Notou-se uma recuperação mínima no sector de contentores, embora o número semanal de viagens de porta-contentores originárias da China ainda tenha uma frequência muito limitada. No entanto, a situação que se foi desenvolvendo, diariamente, foi tão crítica, que tornou difícil interpretar os dados de evolução da procura.
Todos sabemos que uma forma de limitar o pico de tonelagem excedente é demoli-la e tornar a restante comercialmente mais competitiva. No entanto, essa tendência perdeu força à medida que a pandemia tomou conta da Índia e de seus vizinhos Bangladesh e Paquistão, que possuem alguns dos maiores estaleiros de demolição do mundo.

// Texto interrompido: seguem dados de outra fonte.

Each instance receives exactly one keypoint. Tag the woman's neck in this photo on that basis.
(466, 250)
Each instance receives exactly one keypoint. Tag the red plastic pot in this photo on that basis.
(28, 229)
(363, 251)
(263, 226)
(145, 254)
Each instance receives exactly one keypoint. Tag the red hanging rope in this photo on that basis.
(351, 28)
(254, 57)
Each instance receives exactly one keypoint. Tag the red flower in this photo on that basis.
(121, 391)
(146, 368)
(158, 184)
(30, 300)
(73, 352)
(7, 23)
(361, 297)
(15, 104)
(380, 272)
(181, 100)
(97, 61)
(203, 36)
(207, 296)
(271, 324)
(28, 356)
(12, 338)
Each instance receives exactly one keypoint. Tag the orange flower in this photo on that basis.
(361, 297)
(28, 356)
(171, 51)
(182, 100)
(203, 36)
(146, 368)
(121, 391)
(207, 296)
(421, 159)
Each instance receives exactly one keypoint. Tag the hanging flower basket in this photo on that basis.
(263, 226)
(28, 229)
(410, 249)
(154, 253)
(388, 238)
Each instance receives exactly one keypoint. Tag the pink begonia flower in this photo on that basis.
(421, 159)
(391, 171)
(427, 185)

Entretanto, o actual atraso nas entregas da China tem permitido algum alívio, tão necessário a um mercado com excesso de oferta, como o transporte marítimo.
Com a Europa no epicentro do surto Covid-19, o sentimento compartilhado por todos os mercados ocidentais é a de que existe uma firme necessidade de manter a economia a funcionar, algo que não é apenas fundamental para dada um dos países atingidos, mas para todo o sector global de transporte.
O Covid-19 veio abanar todos nós, pelo que devemos estar preparados, para o caso de sobrevir uma perturbação ainda maior. Perante este cenário, para manter o sector marítimo (no seu todo) será preciso garantir que os portos e terminais locais sejam mantidos abertos e a funcionar.